#1125 Proposal: Synthetic Ontology

Mike Melillo Wed 26 Jun

Synthetic Ontology Proposal

Intro & Purpose

This proposal originally started as an effort to model simulation data using Project Haystack, really a follow up to a presentation at last year's Haystack Connect. However, after digging at the ideas for awhile, it became evident that there is a lot of common ground between simulation and machine learning. In an effort to group these ideas under one umbrella, but leave room to distinguish and develop within each camp, the term synthetic was chosen as a sort of parent type. At this point, we would like to put the proposal out for community review and comment.

Thanks to the folks on the Haystack Labs group for helping work through the details on this, and especially thanks to Jan Široký from the Machine Learning working group for helping to iron out the synergies here. I reference his proposal in several places below, but just so it is not missed, it can be found here: https://project-haystack.org/forum/topic/1070#c10. For the sake of simplicity, I have included the defs from his post below to allow them to be viewed as a whole.

Synthetics have been a part of the Haystack practitioner’s toolkit for a long time, but never officially. With the growth in popularity of methods to generate and/or create time-series trend data for use in digital twins and analytical models, like physics-based whole-building sustainability modeling, machine learning, artificial intelligence, and others, the Haystack community would benefit from formalizing an ontology to support the use of these data sets. A key point of this ontology solution proposal is that it is method-agnostic. That is, if practitioners are producing Synthetic contextual time-series data using one toolkit or another, they can use the Synthetic ontology structure to manage the points.

To create consistency within this Synthetic ontology proposal, the synthetic tag is proposed as a pointFunction.
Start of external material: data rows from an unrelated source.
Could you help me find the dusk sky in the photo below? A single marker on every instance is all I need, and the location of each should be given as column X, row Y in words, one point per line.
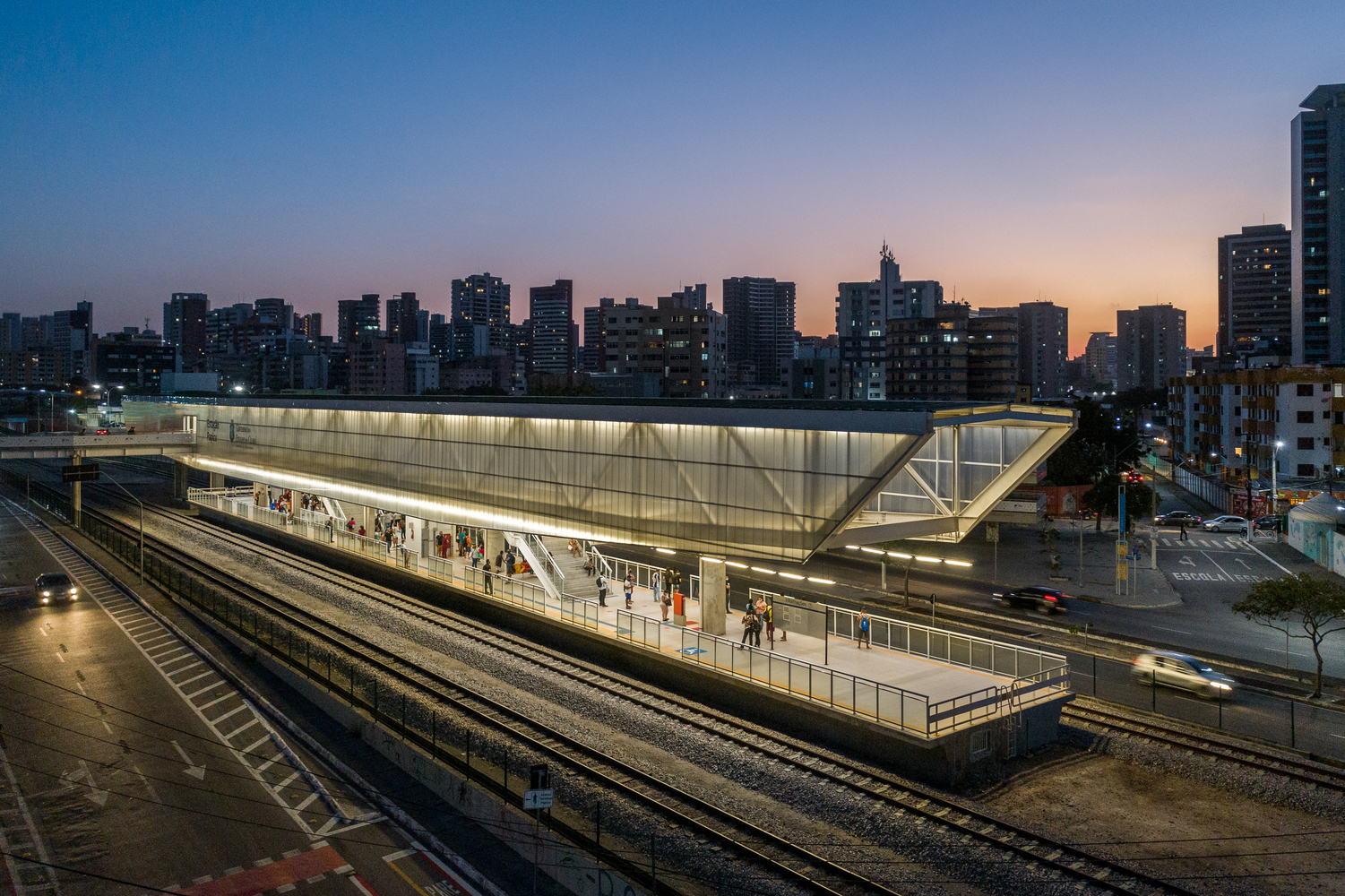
column 317, row 151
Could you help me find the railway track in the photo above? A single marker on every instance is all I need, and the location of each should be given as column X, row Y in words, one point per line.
column 797, row 864
column 888, row 791
column 1243, row 754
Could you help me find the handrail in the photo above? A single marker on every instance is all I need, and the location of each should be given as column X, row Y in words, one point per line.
column 552, row 566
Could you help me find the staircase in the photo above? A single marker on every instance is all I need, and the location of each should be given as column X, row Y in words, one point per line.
column 577, row 582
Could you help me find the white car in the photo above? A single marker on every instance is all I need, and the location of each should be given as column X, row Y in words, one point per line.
column 1226, row 523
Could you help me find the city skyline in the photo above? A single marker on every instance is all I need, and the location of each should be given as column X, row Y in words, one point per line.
column 159, row 151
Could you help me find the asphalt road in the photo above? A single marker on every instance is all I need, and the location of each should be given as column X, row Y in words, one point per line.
column 126, row 758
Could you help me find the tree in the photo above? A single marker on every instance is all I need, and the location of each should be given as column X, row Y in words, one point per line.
column 1298, row 601
column 1103, row 499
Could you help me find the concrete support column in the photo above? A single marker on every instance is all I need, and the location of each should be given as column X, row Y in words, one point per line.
column 713, row 598
column 494, row 544
column 75, row 494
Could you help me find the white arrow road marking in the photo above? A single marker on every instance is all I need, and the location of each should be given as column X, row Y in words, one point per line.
column 99, row 797
column 195, row 771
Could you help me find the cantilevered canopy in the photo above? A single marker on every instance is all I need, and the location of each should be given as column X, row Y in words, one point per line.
column 762, row 479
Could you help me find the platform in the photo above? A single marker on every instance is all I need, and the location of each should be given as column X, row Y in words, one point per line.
column 924, row 681
column 123, row 745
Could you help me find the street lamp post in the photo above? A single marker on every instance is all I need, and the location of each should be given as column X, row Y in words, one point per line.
column 142, row 523
column 1274, row 479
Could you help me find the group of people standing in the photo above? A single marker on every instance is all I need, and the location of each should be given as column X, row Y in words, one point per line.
column 756, row 616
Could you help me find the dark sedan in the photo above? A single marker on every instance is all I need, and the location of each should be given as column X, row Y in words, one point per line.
column 1176, row 518
column 1044, row 600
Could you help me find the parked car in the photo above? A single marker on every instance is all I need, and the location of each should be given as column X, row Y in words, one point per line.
column 1181, row 670
column 1226, row 523
column 50, row 587
column 1176, row 518
column 1046, row 600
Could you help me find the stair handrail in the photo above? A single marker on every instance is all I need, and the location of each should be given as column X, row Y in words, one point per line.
column 552, row 566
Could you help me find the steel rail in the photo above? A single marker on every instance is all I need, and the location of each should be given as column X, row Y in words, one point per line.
column 711, row 821
column 892, row 791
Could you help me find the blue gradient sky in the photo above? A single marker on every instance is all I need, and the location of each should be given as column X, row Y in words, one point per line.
column 319, row 151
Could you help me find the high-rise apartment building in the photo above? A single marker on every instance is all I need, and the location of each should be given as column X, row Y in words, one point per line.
column 309, row 326
column 185, row 327
column 552, row 314
column 1100, row 359
column 357, row 318
column 953, row 357
column 480, row 300
column 404, row 318
column 862, row 315
column 1151, row 346
column 1317, row 161
column 11, row 332
column 760, row 313
column 1043, row 346
column 682, row 342
column 1254, row 294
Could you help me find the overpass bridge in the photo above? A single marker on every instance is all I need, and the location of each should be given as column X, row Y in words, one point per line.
column 760, row 479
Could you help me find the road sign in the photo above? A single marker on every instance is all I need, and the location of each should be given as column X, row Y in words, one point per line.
column 80, row 472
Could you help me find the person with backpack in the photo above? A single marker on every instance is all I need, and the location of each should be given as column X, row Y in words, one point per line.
column 749, row 622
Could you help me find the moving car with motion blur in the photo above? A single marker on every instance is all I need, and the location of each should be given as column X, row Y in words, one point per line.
column 1044, row 600
column 1184, row 672
column 1177, row 518
column 1226, row 523
column 53, row 587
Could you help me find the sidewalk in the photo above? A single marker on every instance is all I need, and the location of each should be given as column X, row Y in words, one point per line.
column 1024, row 558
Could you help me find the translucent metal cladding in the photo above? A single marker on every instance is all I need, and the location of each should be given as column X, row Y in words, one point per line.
column 763, row 491
column 959, row 475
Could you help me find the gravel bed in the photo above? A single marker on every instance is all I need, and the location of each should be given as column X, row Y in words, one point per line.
column 1245, row 780
column 905, row 852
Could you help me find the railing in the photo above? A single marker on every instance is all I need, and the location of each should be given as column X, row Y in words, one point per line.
column 539, row 550
column 580, row 611
column 845, row 692
column 945, row 646
column 615, row 569
column 840, row 691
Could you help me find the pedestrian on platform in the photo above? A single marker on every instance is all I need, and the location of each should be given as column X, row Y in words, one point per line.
column 749, row 620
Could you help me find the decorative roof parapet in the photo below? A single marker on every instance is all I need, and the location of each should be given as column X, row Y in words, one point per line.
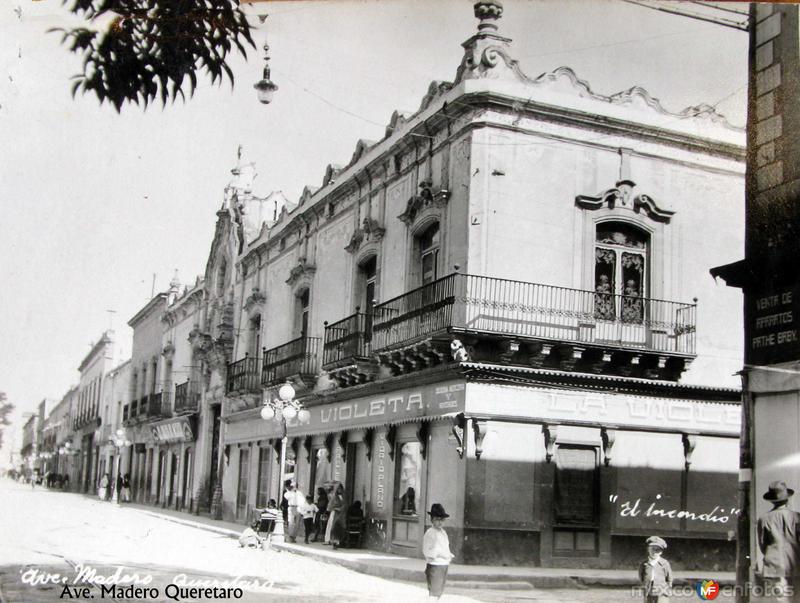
column 255, row 299
column 487, row 53
column 370, row 230
column 300, row 270
column 426, row 198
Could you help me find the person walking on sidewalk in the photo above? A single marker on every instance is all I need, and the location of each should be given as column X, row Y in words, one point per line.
column 336, row 526
column 126, row 488
column 778, row 534
column 308, row 511
column 294, row 501
column 655, row 572
column 436, row 549
column 321, row 519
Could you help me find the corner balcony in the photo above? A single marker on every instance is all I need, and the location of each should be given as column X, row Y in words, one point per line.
column 244, row 377
column 158, row 406
column 187, row 398
column 297, row 359
column 130, row 418
column 530, row 324
column 346, row 353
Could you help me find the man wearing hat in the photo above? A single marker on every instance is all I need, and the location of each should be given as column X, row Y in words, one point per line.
column 655, row 572
column 436, row 548
column 778, row 531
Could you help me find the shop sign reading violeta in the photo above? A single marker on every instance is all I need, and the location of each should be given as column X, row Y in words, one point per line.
column 177, row 430
column 431, row 400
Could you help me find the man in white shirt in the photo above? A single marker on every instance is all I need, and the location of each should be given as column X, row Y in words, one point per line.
column 295, row 500
column 436, row 548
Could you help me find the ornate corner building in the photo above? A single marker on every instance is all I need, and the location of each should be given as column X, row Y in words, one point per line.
column 504, row 306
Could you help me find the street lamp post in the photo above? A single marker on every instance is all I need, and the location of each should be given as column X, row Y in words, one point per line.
column 283, row 408
column 265, row 87
column 120, row 442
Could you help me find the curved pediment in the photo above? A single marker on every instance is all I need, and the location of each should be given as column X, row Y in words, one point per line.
column 639, row 98
column 308, row 192
column 362, row 146
column 623, row 196
column 396, row 121
column 436, row 89
column 704, row 111
column 331, row 172
column 566, row 81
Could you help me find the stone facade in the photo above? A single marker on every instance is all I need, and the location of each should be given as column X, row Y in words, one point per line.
column 504, row 306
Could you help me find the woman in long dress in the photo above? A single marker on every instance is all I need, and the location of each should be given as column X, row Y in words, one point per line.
column 336, row 508
column 102, row 492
Everything beneath that uses is: ^synthetic to extend and specify the method/use-case.

Main Terms

Synthetic: A point that contains time-series trend data (historical and future point values). Time-series points created from physics-based whole-building sustainability modeling and/or time-series points generated from historical sensor/meter data using analytics or statistical regression calculations.

Sim: Sim is an abbreviation for Simulation, which designates a type of synthetic point where the data is created by a physics-based whole-building sustainability model.

ML: ML is an abbreviation for Machine Learning, which designates a type of synthetic point where the data is generated by a machine learning model (random forest, linear regressions, etc.).

Computed: Computed designates a type of synthetic point where the data is generated by simple traditional mathematical calculations based on other input data.


simRef is used to link points (usually sensor-points) to its related Sims. This tag should be applied as a list in the use case for multiple Synthetics for one sensor data point (e.g., predictive data based upon one building performance strategy vs. another).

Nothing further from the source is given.